New York City Major Michael Bloomberg yesterday officially announced that six all-electric Nissan LEAFs are entering service as part of a year-long zero-emission taxi cab pilot program. But do electric cars with limited range, and relatively long refueling times, represent the most practical and effective path to the greening of New York's taxi fleet?

That's far from certain, according to Paul Gillespie, perhaps the country’s most prominent green taxi advocate. “Both Nissan and the Taxi and Limo Commission must know that the recent history of using the LEAF as a taxi has not been a happy one,” said Gillespie, in an email to PluginCars.com. He said that drivers were alienated during a recent EV taxi project in Osaka, Japan. “They couldn’t find any takers,” he said. Japan Times also reported that battery degradation over time, and the use of heaters, made the electric taxis impractical.

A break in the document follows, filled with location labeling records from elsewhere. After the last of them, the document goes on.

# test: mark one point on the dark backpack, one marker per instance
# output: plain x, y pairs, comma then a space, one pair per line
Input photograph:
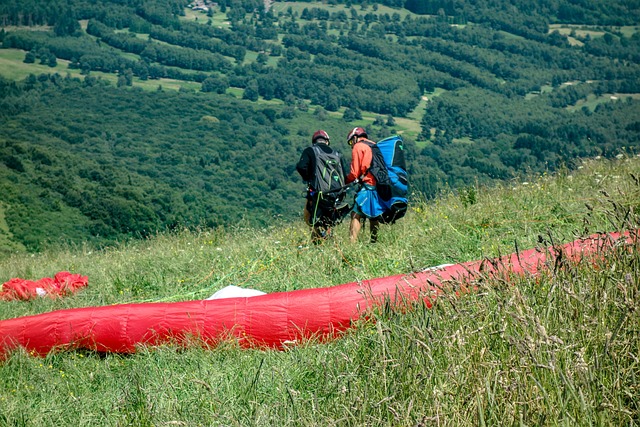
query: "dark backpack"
328, 177
380, 172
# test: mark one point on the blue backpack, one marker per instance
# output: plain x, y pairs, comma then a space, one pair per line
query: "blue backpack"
392, 150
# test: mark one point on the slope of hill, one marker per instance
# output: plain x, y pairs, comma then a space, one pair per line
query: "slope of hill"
560, 346
102, 149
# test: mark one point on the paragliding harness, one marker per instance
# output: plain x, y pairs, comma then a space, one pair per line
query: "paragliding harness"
327, 190
389, 168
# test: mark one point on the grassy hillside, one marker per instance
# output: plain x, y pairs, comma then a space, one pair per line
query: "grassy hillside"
560, 348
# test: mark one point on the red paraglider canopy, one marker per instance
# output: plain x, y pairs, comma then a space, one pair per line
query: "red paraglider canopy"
61, 284
271, 320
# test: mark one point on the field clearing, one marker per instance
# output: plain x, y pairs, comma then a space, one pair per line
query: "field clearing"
593, 101
218, 19
593, 30
12, 68
282, 7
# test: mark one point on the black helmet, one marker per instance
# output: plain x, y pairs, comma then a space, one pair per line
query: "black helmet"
320, 134
357, 131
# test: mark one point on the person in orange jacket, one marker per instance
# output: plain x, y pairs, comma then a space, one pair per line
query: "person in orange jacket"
367, 196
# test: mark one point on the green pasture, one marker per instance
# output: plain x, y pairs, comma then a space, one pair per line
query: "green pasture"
218, 19
297, 7
559, 347
592, 100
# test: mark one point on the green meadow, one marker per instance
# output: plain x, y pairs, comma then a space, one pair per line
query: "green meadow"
558, 348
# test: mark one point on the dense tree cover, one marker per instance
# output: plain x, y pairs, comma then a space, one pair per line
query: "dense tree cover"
107, 161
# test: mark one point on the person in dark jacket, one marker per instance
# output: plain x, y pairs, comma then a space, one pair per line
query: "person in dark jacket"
320, 216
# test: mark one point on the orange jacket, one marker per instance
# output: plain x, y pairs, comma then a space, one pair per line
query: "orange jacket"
361, 156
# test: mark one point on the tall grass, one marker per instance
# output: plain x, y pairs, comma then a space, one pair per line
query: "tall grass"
561, 348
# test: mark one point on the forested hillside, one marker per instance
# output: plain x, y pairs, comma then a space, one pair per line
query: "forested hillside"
97, 145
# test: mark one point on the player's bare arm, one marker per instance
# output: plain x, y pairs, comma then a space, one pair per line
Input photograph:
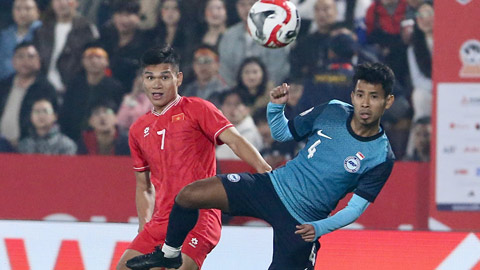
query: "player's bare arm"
244, 150
144, 198
279, 94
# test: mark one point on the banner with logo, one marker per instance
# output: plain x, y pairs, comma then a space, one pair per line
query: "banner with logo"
458, 147
456, 140
72, 245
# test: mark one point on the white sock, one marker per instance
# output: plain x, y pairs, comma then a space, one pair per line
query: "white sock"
170, 252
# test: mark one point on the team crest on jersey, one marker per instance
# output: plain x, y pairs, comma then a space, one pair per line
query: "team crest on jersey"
351, 164
178, 117
233, 177
306, 112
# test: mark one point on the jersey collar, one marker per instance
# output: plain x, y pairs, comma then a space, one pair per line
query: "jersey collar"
170, 105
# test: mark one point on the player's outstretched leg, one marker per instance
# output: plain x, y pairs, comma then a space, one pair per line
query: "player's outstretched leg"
206, 193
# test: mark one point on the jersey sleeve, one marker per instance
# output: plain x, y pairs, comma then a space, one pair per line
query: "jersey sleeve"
139, 163
211, 121
371, 182
302, 124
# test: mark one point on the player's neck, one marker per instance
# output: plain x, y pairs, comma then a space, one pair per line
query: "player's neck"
365, 130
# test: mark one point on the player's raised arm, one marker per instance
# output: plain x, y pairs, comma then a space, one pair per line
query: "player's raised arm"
244, 150
279, 94
276, 118
144, 198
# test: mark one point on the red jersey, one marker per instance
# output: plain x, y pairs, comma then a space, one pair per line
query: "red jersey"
178, 147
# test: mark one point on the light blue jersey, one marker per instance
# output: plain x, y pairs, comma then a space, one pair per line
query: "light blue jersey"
334, 162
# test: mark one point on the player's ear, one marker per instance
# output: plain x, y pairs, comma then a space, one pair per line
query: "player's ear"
179, 78
389, 101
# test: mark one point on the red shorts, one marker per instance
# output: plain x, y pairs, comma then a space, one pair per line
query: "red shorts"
199, 242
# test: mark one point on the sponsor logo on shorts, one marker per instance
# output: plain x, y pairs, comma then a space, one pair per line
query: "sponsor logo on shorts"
351, 164
193, 242
233, 177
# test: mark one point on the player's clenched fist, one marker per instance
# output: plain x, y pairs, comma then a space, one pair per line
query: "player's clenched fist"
279, 94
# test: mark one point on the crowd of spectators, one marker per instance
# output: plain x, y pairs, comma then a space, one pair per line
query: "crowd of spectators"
70, 82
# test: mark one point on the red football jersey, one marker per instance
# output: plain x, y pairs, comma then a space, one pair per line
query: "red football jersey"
178, 147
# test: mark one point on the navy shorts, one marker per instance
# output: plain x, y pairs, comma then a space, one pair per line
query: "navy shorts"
254, 195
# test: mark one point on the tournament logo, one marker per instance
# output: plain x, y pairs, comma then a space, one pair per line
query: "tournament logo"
351, 164
470, 57
233, 177
307, 111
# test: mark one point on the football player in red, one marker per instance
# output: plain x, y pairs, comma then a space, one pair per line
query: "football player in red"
172, 146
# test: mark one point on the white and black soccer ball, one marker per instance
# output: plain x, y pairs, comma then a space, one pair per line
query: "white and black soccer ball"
273, 23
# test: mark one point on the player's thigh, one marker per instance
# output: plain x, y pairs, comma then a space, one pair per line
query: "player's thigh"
188, 263
291, 252
127, 255
202, 194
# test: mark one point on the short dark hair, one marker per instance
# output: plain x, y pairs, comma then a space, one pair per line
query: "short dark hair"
126, 6
23, 44
51, 100
375, 73
161, 55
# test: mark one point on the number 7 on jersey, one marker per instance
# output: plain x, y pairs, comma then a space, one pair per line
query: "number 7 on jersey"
162, 133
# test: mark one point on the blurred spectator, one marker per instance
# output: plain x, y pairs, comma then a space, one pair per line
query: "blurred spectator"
334, 82
352, 13
6, 146
383, 22
124, 41
420, 62
148, 13
25, 17
60, 42
364, 52
104, 138
208, 84
5, 13
412, 7
90, 9
310, 52
421, 131
408, 23
253, 83
173, 30
18, 92
234, 108
45, 136
134, 105
274, 152
215, 22
237, 44
88, 88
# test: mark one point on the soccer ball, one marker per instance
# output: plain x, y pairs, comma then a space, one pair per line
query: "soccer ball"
273, 23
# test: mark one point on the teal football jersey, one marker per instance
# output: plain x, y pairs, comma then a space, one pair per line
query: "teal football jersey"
334, 162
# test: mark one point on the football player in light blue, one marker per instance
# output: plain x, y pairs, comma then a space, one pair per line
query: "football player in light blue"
346, 151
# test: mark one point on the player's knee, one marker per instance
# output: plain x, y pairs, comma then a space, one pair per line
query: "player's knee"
188, 197
121, 265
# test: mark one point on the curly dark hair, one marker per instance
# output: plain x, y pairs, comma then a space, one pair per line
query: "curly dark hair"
375, 73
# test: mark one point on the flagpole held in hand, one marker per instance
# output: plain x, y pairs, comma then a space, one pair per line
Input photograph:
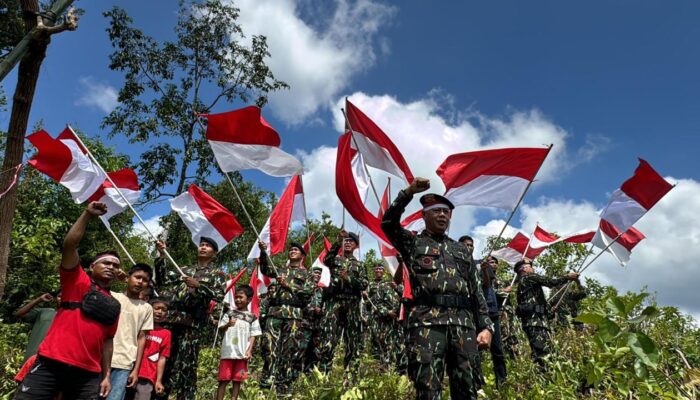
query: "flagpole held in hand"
128, 203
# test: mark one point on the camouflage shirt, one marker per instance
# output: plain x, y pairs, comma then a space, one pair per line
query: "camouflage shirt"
437, 266
357, 274
288, 302
189, 306
530, 294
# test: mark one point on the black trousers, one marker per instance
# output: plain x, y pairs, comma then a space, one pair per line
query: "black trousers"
48, 377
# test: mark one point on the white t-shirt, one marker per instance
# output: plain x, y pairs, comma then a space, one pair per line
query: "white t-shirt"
135, 316
235, 342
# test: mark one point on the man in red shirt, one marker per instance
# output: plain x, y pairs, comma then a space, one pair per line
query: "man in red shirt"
77, 348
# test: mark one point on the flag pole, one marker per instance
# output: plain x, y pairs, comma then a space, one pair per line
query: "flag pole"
128, 203
512, 213
364, 165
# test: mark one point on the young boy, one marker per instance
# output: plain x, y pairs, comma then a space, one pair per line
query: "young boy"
240, 327
155, 354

Gillespie is formerly headed the taxi commission in San Francisco. Largely due to his efforts, San Francisco’s taxi fleet became one of the greenest in the world, boasting a high percentage of hybrids and alternative fuel cars.

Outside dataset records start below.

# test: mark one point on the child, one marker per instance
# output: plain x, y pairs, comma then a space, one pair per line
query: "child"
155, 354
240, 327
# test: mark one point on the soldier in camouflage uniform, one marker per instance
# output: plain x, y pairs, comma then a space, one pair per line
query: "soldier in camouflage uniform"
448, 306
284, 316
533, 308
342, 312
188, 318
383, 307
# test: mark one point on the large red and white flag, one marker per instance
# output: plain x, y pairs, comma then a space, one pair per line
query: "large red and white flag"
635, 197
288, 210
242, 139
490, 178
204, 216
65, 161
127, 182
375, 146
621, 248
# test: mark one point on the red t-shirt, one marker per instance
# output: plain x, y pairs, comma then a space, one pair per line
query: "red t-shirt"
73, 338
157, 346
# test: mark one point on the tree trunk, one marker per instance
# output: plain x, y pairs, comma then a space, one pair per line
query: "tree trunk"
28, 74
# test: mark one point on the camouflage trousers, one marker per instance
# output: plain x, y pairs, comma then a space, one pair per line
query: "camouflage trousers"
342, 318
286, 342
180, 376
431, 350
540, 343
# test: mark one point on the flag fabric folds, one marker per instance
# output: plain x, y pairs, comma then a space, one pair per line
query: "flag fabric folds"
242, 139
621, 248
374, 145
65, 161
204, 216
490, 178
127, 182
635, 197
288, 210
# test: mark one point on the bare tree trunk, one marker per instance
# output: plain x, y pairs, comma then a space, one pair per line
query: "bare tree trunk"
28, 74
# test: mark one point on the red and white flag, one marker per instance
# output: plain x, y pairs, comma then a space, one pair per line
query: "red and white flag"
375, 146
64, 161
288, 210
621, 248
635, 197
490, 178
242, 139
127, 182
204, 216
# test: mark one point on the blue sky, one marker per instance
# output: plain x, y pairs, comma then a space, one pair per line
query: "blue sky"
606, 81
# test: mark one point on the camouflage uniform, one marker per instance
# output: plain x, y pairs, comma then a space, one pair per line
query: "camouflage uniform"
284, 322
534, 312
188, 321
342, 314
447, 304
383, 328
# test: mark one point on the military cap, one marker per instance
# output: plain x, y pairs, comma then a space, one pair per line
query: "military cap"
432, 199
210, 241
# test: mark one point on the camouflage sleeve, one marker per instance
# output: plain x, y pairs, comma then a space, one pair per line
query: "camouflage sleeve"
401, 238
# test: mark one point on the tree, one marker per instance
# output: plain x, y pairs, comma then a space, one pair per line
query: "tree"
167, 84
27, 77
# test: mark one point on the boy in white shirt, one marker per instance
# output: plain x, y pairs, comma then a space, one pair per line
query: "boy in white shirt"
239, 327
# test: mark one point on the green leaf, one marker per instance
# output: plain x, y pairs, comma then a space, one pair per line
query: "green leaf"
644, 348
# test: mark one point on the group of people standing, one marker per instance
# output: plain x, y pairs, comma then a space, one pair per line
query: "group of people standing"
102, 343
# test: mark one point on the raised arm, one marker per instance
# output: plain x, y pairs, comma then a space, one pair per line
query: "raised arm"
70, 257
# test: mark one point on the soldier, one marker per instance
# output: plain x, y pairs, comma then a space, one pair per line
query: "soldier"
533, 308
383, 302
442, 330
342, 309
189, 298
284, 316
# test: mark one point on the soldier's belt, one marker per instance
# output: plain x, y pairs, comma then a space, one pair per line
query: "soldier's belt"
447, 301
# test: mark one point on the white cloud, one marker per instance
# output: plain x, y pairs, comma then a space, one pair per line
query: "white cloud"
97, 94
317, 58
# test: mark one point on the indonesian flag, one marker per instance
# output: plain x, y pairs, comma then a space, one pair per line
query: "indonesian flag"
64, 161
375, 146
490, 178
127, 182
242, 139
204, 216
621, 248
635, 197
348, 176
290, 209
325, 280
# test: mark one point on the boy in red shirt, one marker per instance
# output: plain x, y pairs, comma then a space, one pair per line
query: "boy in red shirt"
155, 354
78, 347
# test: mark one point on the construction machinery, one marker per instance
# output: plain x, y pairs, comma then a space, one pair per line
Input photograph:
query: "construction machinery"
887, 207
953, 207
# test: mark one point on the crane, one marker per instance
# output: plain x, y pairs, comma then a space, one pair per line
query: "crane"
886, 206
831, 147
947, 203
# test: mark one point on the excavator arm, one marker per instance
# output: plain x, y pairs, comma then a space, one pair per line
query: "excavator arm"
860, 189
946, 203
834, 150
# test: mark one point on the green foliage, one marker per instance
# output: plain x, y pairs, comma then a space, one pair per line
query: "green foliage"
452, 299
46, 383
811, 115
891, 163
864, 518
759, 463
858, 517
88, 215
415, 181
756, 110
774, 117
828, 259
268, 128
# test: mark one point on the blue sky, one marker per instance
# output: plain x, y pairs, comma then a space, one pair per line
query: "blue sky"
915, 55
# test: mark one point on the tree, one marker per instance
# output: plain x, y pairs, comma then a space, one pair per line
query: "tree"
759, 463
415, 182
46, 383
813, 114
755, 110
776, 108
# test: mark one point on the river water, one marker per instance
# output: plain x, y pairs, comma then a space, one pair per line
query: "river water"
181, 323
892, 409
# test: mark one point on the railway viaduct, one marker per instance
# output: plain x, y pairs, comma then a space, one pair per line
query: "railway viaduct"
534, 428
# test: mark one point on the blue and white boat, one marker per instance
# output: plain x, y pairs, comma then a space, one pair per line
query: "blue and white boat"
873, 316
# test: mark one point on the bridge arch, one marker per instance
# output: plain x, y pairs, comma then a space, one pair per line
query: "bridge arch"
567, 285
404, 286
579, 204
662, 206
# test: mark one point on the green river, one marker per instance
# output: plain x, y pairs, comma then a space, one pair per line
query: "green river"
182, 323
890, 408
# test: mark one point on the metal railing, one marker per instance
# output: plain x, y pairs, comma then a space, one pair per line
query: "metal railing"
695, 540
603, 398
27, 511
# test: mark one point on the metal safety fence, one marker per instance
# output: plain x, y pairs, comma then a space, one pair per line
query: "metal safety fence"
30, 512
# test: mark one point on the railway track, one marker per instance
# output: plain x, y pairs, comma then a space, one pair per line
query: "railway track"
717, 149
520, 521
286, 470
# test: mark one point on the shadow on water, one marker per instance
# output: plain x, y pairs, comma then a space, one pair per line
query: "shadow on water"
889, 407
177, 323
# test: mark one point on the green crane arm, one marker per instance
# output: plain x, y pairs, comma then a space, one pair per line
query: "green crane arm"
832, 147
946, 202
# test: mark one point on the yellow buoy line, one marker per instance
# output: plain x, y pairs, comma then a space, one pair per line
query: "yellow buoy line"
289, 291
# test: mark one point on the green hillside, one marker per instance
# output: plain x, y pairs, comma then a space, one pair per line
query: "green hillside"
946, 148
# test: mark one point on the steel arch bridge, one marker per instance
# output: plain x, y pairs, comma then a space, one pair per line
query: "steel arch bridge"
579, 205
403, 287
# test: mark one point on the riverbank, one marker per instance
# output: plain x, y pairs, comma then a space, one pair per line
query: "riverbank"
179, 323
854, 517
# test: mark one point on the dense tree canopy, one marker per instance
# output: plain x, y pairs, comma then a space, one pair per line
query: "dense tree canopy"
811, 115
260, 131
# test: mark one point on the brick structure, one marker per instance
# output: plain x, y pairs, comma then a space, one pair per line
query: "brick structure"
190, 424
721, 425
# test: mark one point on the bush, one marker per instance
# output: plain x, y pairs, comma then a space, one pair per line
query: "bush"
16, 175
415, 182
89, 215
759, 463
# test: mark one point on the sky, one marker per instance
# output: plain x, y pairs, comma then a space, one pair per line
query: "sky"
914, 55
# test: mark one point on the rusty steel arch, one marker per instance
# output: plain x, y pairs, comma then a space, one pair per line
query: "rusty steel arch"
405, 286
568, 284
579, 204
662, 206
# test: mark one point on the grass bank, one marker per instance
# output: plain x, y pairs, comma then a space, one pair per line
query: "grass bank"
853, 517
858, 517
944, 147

The New York electric taxis join more than 13,000 medallion cabs licensed in NYC, including traditional gasoline cars, diesel cabs, and hybrids. Nissan is the auto industry's most active promoter of electric vehicles. The company's NV200 minivan was chosen by New York City as its “Taxi of Tomorrow.”

Questions about Charging and Comfort

Nissan LEAF Taxi Detail />

“We want to see how you integrate an electric vehicle into the taxi duty cycle,” said David Yassky, Commissioner of the NYC Taxi and Limousine Commission. “Taxis are on the road 24 hours a day, 7 days a week, so we have to figure out how you integrate the charging into that Taxi cycle.”

To help the six test cars provide the best service to New York travelers, Nissan is installing several rapid charge points around the city for drivers to recharge their cabs to about 80 percent capacity in 30 minutes.

The Nissan LEAF taxi cab is essentially the same as the LEAF you’ll see at your local Nissan dealer. The only options to be added to the LEAF taxis in New York City are a fare meter, two-way radio, iconic roof-mounted taxi sign, and of course, the infamous New York City Taxi Cab TV. “The back seat is cramped, and once you start hooking up meters and credit card processors and all the other electronics, not to mention a heater or AC, what will the range truly be?” asked Gillespie.

The electric taxi project was originally promised in 2011. Although the initial six-car test fleet will be part of the NYC Taxi fleet for just a year, they serve as a vital stepping stone towards Major Bloomberg’s ambitious goal: to have at least one third of all taxis in NYC electric by the end of this decade.

“I feel like the people who truly care about clean taxis and understand the industry are moving to hybrids, while electric taxis are being pushed by politicians and well meaning, but naive, government folks,” said Gillespie. He believes that it be difficult to get New York City to consider the best technology options for overall environmental benefits when the city has closed their taxi market to anyone but Nissan for the next ten years.